Wayne Inman
Former Chief Of Police, Billings
I was a Portland, Oregon Police Bureau member for more than twenty-eight years. We didn’t call them “hate” crimes there. We had bias crimes, where the targets were the African American and homosexual communities. At first, there were a few incidents, then there were quite a few, and then we began to hear from [the offenders themselves] in terms of their philosophies of racial separatism and racial superiority.
The number of incidents over a period of time grew to about fifty or seventy-five separate instances. We, as a police department, began to tell the mayor and the city council: “We have an emergent problem here, we have seen what has happened in Hayden Lake, Idaho, the headquarters of the Aryan Nation. We have seen what has happened in California. We don’t want that to happen here. This is a beautiful city by the river. We have to do something about this before we have a serious injury or death.”

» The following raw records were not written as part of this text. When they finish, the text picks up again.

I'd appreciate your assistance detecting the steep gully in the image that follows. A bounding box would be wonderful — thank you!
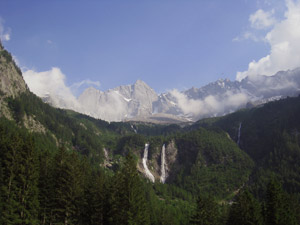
[236,123,242,146]
[143,144,155,183]
[143,143,167,183]
[160,145,166,184]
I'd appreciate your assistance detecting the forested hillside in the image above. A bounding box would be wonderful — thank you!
[0,41,300,225]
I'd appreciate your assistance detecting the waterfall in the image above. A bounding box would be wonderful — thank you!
[130,124,137,134]
[160,145,166,184]
[143,143,155,183]
[237,123,242,146]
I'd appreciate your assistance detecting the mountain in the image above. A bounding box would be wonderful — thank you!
[78,80,158,121]
[0,41,300,225]
[40,68,300,123]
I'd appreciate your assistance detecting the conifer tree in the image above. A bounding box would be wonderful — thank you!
[51,148,82,225]
[0,132,39,225]
[111,152,150,225]
[265,180,297,225]
[227,190,263,225]
[191,196,219,225]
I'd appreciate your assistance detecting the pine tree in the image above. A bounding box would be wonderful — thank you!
[227,190,263,225]
[111,153,150,225]
[0,132,39,225]
[51,148,83,225]
[265,180,297,225]
[191,196,219,225]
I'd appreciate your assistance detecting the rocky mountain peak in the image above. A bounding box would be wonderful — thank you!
[0,42,28,97]
[0,39,3,51]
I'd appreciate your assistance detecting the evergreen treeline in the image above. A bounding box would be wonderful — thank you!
[0,118,299,225]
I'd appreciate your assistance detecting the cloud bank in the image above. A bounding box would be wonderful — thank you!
[23,67,100,112]
[170,89,249,119]
[236,0,300,81]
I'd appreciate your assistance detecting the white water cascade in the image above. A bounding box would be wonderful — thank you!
[143,143,155,183]
[237,123,242,146]
[160,145,167,184]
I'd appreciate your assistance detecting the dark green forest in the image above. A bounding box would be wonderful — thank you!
[0,44,300,225]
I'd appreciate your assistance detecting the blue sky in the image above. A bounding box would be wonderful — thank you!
[0,0,300,95]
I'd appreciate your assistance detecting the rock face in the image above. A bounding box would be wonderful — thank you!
[0,42,27,98]
[78,80,158,121]
[0,41,28,119]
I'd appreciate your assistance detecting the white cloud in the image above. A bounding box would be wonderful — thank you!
[23,67,80,110]
[0,17,11,41]
[71,79,100,88]
[236,0,300,80]
[170,89,249,119]
[249,9,276,29]
[233,31,264,42]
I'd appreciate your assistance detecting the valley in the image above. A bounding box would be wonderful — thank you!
[0,39,300,225]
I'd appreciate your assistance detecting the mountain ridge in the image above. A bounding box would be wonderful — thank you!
[48,68,300,123]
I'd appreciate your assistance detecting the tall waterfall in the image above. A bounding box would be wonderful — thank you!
[143,143,155,183]
[237,123,242,146]
[160,145,167,184]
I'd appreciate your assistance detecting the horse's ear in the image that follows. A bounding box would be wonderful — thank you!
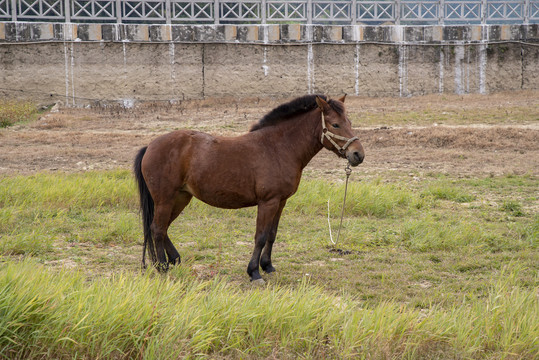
[315,95,329,112]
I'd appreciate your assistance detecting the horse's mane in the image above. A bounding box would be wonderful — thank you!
[249,95,344,131]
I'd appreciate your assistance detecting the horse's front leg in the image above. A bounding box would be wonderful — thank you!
[260,200,286,274]
[247,199,282,281]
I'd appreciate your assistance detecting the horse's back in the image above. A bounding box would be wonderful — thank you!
[142,130,264,208]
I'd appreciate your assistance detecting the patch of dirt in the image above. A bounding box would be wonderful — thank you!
[0,91,539,178]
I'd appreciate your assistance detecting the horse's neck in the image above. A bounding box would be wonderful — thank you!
[280,112,322,169]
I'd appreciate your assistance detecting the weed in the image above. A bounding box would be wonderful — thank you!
[0,99,37,128]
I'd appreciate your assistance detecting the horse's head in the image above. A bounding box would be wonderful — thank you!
[316,95,365,166]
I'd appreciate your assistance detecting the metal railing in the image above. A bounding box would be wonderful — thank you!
[0,0,539,25]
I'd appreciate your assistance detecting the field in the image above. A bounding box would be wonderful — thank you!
[0,92,539,359]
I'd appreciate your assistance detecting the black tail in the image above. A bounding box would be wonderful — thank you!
[133,147,157,268]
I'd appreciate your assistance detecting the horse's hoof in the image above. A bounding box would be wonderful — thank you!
[251,278,266,287]
[155,263,168,273]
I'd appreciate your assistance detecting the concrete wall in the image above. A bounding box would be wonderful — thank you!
[0,22,539,105]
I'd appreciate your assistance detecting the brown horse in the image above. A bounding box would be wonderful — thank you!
[134,95,365,281]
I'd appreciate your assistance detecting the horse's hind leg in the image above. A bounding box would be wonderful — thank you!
[260,200,286,274]
[150,202,172,271]
[164,191,193,265]
[247,199,282,282]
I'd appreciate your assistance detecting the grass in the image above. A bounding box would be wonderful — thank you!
[0,99,37,128]
[0,261,539,359]
[0,170,539,359]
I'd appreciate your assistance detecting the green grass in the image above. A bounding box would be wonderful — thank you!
[0,261,539,359]
[0,170,539,359]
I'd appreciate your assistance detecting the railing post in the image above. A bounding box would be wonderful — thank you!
[213,0,219,24]
[350,0,357,25]
[165,0,172,25]
[395,0,401,25]
[11,0,17,22]
[64,0,71,23]
[438,0,445,25]
[116,0,122,24]
[260,0,267,24]
[481,0,488,25]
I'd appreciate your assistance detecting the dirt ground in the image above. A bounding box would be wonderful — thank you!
[0,91,539,177]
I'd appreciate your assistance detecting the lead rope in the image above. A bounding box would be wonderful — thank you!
[328,163,352,245]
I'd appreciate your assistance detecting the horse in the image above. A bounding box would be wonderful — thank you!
[134,95,365,283]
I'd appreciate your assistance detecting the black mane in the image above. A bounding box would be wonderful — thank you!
[249,95,344,131]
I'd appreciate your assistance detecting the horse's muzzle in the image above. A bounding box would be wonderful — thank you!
[346,151,365,166]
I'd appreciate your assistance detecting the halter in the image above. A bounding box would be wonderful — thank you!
[320,111,359,155]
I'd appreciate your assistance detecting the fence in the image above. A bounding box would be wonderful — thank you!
[0,0,539,25]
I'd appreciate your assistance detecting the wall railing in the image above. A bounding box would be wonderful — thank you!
[0,0,539,25]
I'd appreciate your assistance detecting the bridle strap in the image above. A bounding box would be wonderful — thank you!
[320,111,359,154]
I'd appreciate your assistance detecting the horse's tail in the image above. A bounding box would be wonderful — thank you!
[133,147,157,268]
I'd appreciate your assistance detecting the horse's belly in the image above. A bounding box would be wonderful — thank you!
[188,186,256,209]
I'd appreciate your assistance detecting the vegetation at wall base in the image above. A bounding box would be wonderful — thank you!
[0,99,37,128]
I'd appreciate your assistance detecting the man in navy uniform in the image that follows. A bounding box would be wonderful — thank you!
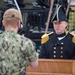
[39,6,75,59]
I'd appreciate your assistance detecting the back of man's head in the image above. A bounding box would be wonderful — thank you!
[3,8,22,21]
[3,8,22,25]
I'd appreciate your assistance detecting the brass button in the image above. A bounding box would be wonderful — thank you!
[61,47,63,49]
[61,56,63,58]
[61,51,63,53]
[54,51,56,53]
[61,42,64,45]
[54,55,56,58]
[54,47,56,49]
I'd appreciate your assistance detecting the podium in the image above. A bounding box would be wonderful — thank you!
[27,59,75,75]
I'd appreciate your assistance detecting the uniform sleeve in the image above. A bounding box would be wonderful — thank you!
[26,39,38,62]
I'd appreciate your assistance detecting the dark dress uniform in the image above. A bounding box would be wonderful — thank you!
[39,32,75,59]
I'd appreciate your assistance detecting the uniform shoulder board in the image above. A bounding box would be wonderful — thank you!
[70,32,75,43]
[41,32,53,44]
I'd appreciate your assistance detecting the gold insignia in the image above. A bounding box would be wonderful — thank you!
[70,32,75,43]
[41,32,53,44]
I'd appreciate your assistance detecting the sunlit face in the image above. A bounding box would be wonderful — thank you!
[53,21,67,34]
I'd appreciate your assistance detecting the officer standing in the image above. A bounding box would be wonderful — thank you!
[39,5,75,59]
[0,8,38,75]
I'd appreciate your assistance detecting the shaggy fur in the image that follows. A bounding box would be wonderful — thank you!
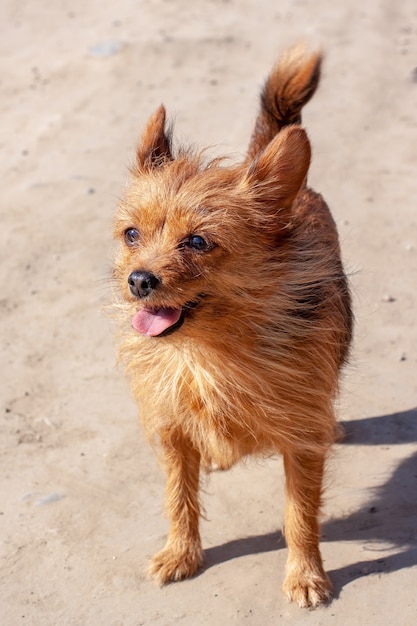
[114,48,352,606]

I can remember quite vividly being in the mayor’s office and his angry response that this could never happen in his city, and that we were exaggerating. It wasn’t too long before the community began to pressure us for some kind of response to these crimes. But nothing much was done. Finally, three skinheads saw an Ethiopian college student come out of his apartment, and they circled the block and confronted him as he was about to get into his car. They jumped out with their baseball bats and they harassed and taunted him. They then used their bats and they killed him on the spot, for no other reason than his skin was black.
We then had a community in shock. How could this happen in the great city of Portland? So we said, “Folks, we have been telling you for at least three years that they are here, that they are going to kill someone, and that we need the community to rise against this hate activity and not regard it as just a police problem: We need to see that it’s a community problem.”
I was determined that that was not going to happen in Billings.